I was listening to the public radio program To the Best of Our Knowledge yesterday while driving home from the store — the theme was economics & I was intrigued by the teaser about poet Katy Lederer’s new book of poems about money. Unfortunately, I am unable to report on any of the poems in The Heaven-sent Leaf because of the phoney-baloney voice in which Lederer reads her work. During the interview portion of her segment, she spoke like a normal human being, but as soon as she began reading a poem, Lederer began intoning, her voice rising & falling in the most artificial way possible, a sybil in a smokey cave. I had to turn off the radio. Sharon Olds does this too, along with a host of other poets, and to me it reveals something about the writer’s attitude toward her language. Poets who read this way do not believe in the sentence, which means that they do not believe in predication; the result is an amorphous impressionism, a weak aestheticism. It makes me gag.

  4 Responses to “Fundamentally Dishonest”

  1. I swear Dylan Thomas had two voices when he read : the normal and the intoned. The former brings the language to life; the latter is laughably bad (like a Welsh Boris Karloff). I heard some of Lederer’s poems on another program. She was likable enough, but I just didn’t see what all the fuss was about.
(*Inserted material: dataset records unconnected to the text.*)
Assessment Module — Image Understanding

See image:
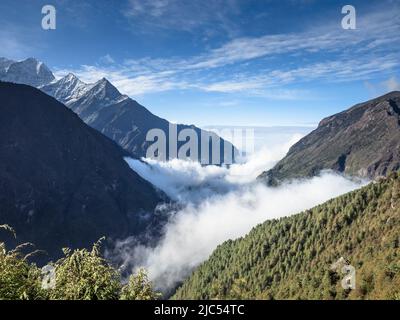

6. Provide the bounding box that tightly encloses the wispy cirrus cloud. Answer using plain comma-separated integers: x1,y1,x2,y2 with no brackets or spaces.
57,6,400,99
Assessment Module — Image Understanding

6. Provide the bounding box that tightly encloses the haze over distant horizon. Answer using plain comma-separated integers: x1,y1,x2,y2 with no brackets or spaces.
0,0,400,126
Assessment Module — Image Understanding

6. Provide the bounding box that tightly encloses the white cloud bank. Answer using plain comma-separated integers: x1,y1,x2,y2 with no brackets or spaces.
113,132,363,291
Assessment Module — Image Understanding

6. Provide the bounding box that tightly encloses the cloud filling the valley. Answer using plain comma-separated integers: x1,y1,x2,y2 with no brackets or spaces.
108,135,365,292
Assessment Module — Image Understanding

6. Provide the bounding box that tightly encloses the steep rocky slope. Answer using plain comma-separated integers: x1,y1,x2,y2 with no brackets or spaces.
0,82,165,257
260,91,400,185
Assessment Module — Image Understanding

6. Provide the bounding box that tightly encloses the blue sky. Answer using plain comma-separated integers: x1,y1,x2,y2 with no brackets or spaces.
0,0,400,126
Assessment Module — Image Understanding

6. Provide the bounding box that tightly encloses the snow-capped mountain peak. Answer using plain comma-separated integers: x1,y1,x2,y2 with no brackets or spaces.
0,58,55,87
40,73,93,105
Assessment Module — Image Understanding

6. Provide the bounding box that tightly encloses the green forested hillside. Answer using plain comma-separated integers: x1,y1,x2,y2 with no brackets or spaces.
173,174,400,299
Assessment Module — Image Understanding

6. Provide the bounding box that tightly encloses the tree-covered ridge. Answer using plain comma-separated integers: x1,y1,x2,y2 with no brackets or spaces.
0,230,159,300
174,173,400,299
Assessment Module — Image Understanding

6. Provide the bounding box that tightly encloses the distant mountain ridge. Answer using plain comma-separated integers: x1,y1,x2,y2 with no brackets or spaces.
0,82,168,258
259,91,400,185
0,58,238,164
0,58,55,87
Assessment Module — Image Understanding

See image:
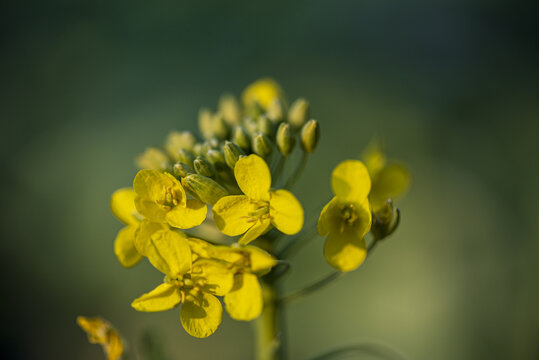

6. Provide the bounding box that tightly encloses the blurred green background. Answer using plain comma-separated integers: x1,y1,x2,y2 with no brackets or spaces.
0,0,539,360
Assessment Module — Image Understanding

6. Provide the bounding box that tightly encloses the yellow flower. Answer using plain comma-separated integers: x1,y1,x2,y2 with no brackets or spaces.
131,228,234,338
363,140,410,212
188,238,277,321
77,316,123,360
133,170,206,229
318,160,372,271
213,155,303,245
110,188,143,268
241,78,283,109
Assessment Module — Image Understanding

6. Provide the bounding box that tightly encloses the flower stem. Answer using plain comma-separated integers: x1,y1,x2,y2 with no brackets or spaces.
283,151,309,190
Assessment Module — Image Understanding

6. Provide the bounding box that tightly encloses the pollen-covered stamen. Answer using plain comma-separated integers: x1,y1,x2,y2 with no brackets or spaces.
341,204,359,232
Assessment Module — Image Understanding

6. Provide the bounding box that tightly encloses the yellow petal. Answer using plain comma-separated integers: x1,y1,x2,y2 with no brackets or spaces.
331,160,371,202
324,230,367,271
234,154,271,200
137,230,191,278
241,78,283,109
134,219,170,256
238,219,271,245
225,274,264,321
212,195,256,236
114,224,142,268
180,292,223,338
110,188,140,225
369,164,410,211
191,259,234,296
318,196,341,236
131,284,181,312
166,199,208,229
245,245,277,274
77,316,123,360
270,190,303,235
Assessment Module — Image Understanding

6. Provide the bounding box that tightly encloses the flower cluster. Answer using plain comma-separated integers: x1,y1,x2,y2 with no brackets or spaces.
80,79,409,354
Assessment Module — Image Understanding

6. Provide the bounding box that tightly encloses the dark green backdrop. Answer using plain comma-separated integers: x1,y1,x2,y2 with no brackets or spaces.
0,0,539,360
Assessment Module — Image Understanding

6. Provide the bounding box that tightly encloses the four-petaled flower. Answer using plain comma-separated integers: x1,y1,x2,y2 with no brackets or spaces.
133,170,207,229
213,155,303,244
131,226,234,338
318,160,372,271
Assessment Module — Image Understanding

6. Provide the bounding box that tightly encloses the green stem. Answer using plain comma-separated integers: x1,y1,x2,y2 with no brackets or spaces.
283,151,309,190
278,240,378,306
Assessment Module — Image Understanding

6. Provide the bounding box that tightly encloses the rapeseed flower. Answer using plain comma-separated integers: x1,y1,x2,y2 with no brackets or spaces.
131,228,234,338
318,160,372,271
77,316,123,360
213,154,303,245
133,170,207,229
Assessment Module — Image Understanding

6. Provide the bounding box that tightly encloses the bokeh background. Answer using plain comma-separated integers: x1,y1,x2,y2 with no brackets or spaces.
0,0,539,360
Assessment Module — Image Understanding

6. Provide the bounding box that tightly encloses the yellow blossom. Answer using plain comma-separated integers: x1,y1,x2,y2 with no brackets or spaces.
363,140,410,212
213,155,303,245
77,316,123,360
133,170,207,229
318,160,372,271
188,238,277,321
131,228,234,338
110,188,143,268
241,78,283,109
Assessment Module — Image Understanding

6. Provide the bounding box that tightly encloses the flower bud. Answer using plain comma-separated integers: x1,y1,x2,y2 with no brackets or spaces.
173,161,195,177
217,94,241,125
266,99,285,124
288,98,309,130
223,141,245,169
136,147,171,171
165,131,197,161
253,133,272,159
371,199,400,240
193,156,215,177
277,122,296,156
301,119,320,153
258,115,275,138
232,126,251,152
182,174,228,205
178,149,195,166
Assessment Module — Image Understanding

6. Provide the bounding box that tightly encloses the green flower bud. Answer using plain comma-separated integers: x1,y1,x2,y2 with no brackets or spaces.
258,115,275,138
173,161,195,177
182,174,228,205
288,98,309,130
198,108,213,139
178,149,195,166
371,199,400,240
223,141,245,169
266,98,285,124
301,119,320,153
217,94,241,125
253,134,273,159
193,156,215,177
232,126,251,152
277,123,296,156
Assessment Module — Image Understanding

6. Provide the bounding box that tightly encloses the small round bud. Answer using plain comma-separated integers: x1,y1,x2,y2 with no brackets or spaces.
223,141,245,169
173,161,195,177
301,119,320,153
178,149,195,166
253,133,272,159
232,126,251,152
182,174,228,205
266,99,285,124
288,98,309,130
258,115,275,138
193,156,215,177
277,123,296,156
217,94,241,125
I’m grateful that although Stevens worked in insurance he didn’t write poems about the insurance business.

  2. Stevens did say somewhere that “money is a kind of poetry.” Or was that the other way around?

  3. Have you ever known a well off poet? A well off poetry magazine, well sure.

  4. Every poet should be forced to listen to at least one of their poems as read by William Shatner to help them break this habit.